En fait, on vise tout ce qui roule et qui est susceptible de transporter de la marchandise.

ITespresso.fr : Vous iriez jusqu’à remplir les coffres des voitures des particuliers ?

Rodolphe Allard : On se concentre sur le fret. On ne fait travailler que des pros. Le transport de colis ou de marchandises est réglementé en France. Ce qui pourrait poser des soucis à des start-up qui prennent position dans ce sens [comme Stuart, soutenue par La Poste, NDLR] mais qui ne se soucient guère du cadre précis.

Actuellement, les pouvoirs publics laissent faire mais il faudra s’y intéresser un jour. Car Uber a lancé UberRUSH au niveau international pour livrer des colis chez les particuliers en voiture ou à vélo. Le système pourrait arriver en Europe très vite. Ce qui devrait inquiéter des acteurs comme DHL, TNT ou Chronopost.

Si la règlementation évolue, on pourra facilement élargir la base de chauffeurs aux particuliers. Cela change vite : en Angleterre, il est possible de transporter jusqu’à 500 kilos de marchandises sans disposer d’un statut professionnel.

ITespresso.fr : Dans votre prospection clients, les profils d’acteurs e-commerce qui cherchent des solutions de livraison vous intéressent-ils ?
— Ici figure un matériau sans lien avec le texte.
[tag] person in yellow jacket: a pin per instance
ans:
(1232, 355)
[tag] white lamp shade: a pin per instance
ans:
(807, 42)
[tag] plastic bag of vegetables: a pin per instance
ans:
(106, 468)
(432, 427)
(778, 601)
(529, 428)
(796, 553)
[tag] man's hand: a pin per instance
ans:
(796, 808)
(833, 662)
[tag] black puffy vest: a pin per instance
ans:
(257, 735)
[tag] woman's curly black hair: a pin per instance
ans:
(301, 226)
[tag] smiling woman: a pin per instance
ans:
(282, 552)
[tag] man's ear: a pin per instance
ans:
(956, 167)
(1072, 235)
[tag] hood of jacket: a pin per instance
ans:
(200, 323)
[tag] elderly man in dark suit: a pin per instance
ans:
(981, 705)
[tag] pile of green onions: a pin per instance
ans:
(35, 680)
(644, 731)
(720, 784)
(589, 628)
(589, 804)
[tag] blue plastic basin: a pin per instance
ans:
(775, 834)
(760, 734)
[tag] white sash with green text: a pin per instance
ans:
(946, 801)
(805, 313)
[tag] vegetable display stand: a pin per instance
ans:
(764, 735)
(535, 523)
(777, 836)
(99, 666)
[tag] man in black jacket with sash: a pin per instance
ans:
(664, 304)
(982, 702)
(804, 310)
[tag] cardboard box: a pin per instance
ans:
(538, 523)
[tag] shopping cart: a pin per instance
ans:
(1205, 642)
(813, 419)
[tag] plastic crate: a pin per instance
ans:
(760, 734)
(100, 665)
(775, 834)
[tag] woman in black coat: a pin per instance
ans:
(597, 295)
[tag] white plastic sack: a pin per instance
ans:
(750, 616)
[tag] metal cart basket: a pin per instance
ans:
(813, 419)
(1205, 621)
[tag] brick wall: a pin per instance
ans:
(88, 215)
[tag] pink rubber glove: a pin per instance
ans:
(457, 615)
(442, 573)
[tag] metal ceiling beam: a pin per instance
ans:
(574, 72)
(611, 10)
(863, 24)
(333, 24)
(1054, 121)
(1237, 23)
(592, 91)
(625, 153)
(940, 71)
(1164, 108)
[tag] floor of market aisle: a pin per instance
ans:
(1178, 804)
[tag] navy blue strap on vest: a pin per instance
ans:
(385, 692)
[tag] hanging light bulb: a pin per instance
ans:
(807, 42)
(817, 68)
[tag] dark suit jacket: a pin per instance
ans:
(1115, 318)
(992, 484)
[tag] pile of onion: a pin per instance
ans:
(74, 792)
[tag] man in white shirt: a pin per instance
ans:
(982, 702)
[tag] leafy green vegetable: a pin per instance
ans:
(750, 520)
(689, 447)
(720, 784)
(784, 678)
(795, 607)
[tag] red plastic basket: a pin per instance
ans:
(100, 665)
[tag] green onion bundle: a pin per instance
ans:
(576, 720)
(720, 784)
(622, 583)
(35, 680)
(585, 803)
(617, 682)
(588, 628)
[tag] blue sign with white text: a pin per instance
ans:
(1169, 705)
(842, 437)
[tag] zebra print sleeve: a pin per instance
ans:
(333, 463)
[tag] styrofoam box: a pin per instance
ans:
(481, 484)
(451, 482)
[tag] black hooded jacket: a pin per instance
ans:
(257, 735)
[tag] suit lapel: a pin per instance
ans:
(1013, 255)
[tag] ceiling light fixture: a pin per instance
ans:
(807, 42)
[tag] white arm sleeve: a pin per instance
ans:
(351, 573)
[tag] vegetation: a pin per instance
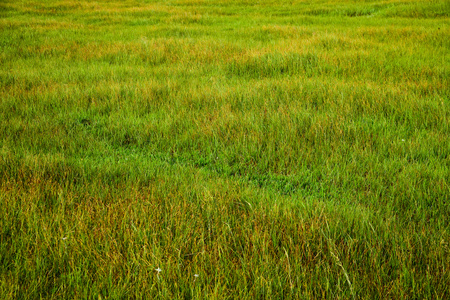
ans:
(224, 149)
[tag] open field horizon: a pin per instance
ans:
(225, 149)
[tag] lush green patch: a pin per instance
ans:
(247, 149)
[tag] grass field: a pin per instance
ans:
(230, 149)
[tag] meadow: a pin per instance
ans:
(229, 149)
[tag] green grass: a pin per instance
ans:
(248, 149)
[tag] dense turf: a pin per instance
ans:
(224, 149)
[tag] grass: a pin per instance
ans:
(248, 150)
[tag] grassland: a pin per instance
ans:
(246, 149)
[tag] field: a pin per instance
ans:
(229, 149)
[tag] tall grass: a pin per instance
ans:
(224, 149)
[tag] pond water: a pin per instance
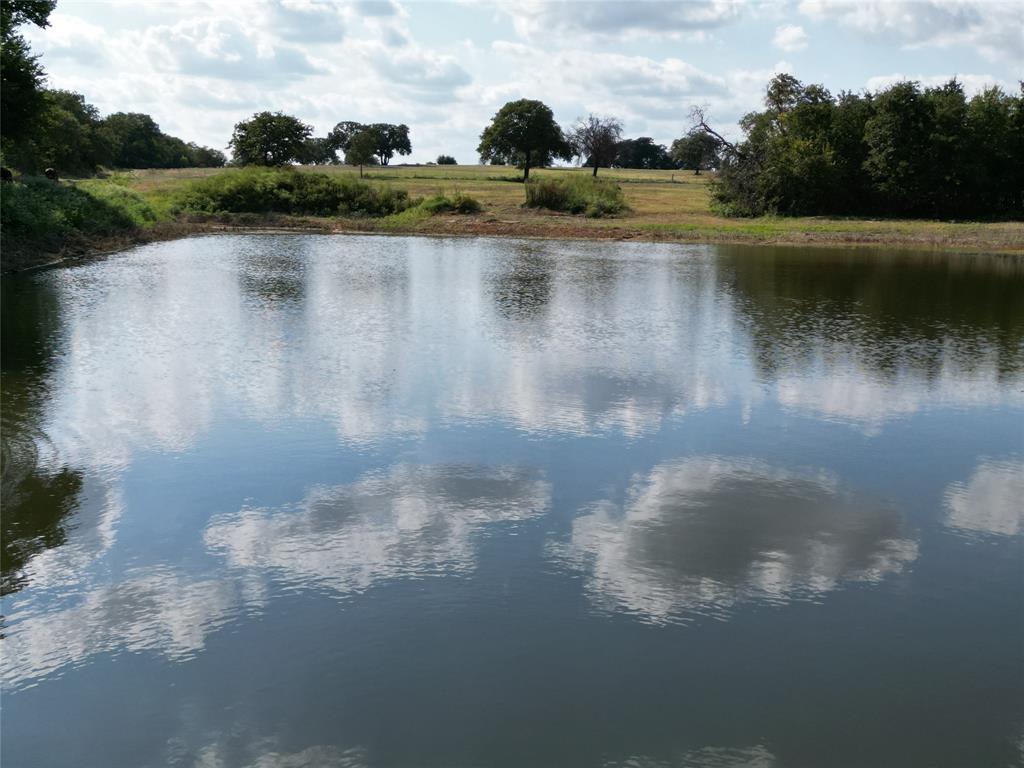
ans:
(356, 501)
Rodolphe Allard : Pour réaliser les derniers kilomètres de livraison jusqu’au particulier, Chronotruck ne sera pas intéressant. On ne sera pas assez compétitif en termes de prix. En revanche, nous serions plus adaptés pour faire la jonction entre deux entrepôts d’un groupe e-commerce.

ITespresso.fr : La plateforme Chronotruck peut-elle être considérée comme une bourse de fret ?

Rodolphe Allard : Les bourses de fret représentent des marchés très fermés. On négocie par téléphone et c’est exclusivement tourné vers les transporteurs. Ce qui contribue à l’opacité des tarifs fixés au client. Les bourses de fret ne sont absolument pas automatisées. C’était notre première réaction étonnée en étudiant le marché il y a deux ans. Donc, nous allons concurrencer les bourses de fret via le positionnement de place de marché de Chronotruck et notre accès direct.

En fait, nous sommes un mélange d’une bourse de frêt, des commissaires au transport, d’un Airbnb (car on attribue des notes aux prestations : les chauffeurs sont notés par les clients et vice-versa à terme) et de Booking.com (on gère des livraisons sans disposer de camions).

ITespresso.fr : Comment assurez-vous le financement des activités de Chronotruck ?

Rodolphe Allard : C’est de l’auto-financement depuis le démarrage. Le montant est assez important [entre 100 000 et 500 000 euros, on n’en saura pas plus, NDLR]. Pour accélérer en Europe, on va chercher des capitaux et procéder à une levée de fonds importante que l’on espère boucler d’ici la fin de l’été 2016.